Extension talk:External Data

From mediawiki.org
Latest comment: 12 days ago by Prod in topic composer.json

accessing the internal variable (__json)[edit]

I need some help. Background: I'm working on an extension that uses a webcall to retrieve a JSON object and converts it into concise html code. This extension now is working properly, but lacks caching.

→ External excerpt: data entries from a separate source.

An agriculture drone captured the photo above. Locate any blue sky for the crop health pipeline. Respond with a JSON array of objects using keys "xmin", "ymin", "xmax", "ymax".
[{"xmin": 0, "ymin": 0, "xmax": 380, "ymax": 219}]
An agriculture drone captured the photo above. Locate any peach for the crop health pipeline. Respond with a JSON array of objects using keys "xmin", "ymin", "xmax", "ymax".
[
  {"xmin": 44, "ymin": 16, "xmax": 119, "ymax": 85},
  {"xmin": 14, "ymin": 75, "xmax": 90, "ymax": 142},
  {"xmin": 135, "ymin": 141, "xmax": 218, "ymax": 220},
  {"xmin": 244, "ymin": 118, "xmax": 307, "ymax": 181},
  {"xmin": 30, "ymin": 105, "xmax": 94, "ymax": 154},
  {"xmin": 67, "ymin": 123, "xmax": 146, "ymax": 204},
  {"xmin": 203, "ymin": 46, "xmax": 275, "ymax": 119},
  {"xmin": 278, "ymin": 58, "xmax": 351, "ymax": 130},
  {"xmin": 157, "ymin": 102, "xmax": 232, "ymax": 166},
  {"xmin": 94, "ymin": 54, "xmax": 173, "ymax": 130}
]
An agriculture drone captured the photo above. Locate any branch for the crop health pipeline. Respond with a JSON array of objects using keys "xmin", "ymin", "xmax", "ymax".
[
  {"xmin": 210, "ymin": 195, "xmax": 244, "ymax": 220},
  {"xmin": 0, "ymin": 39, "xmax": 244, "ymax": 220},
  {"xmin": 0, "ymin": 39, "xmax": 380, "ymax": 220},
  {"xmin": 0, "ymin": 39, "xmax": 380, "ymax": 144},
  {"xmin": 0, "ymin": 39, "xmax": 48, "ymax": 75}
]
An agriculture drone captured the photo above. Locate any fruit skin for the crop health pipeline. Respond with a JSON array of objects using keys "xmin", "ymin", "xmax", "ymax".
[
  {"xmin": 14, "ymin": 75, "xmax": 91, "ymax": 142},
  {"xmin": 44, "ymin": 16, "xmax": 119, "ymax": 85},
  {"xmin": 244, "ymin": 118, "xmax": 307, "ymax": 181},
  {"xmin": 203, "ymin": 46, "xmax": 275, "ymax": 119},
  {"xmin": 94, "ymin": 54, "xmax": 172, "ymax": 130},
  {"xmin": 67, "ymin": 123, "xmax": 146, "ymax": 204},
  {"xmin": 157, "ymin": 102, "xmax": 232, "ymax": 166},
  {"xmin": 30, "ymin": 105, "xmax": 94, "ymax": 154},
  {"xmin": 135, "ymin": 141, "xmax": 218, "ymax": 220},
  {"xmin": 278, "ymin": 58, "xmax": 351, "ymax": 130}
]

This JSON object is complex: containing multiple nested arrays with varying number of elements and it took me a while to program it in php.

My current line of thought is to transfer the entire json object (that is stored in the internal variable __json) to my extension.

Question 1) how does one access the internal variables?? The code below doesn't work.

Question 2) do you have any comments / suggestions on my approach?

{{#get_web_data:url=https://jisho.org/api/v1/search/words?keyword="先生"|format=json}}

  • first bullit: {{#external_value:__json}}
  • second bullit:{{#external_value:meta}}

{{#myextension:{{#external_value:__json}}|param1|param2}} Harro Kremer (talk) 21:20, 3 January 2023 (UTC)Reply[reply]

  • Since __json is not a string but a Lua table, it is only accessible from Lua (Scribunto is needed) and not from wikitext:
local parsed, errors = mw.ext.externalData.getExternalData{ url = 'https://jisho.org/api/v1/search/words?keyword="先生"' }
if parsed then
    local json = parsed.__json
end

Alexander Mashin talk 03:46, 9 January 2023 (UTC)Reply[reply]


Using External Data in a Template[edit]

I want to fill a custom Infobox Template with data from ExternalData. The data will reside in a CSV file matching the non-namespace part of the page importing.

mynamespace:mypage content: {{template:infobox myinfobox}}"
template:myinfobox content: {{infobox | header1 = header | data1 = {{#external_value:value_name|source=data|format=csv with header|delimiter=;|file name={{PAGENAME}}.csv}}
However, this tries to fetch data from a CSV file named "myinfobox" instead What is a better way to achieve this?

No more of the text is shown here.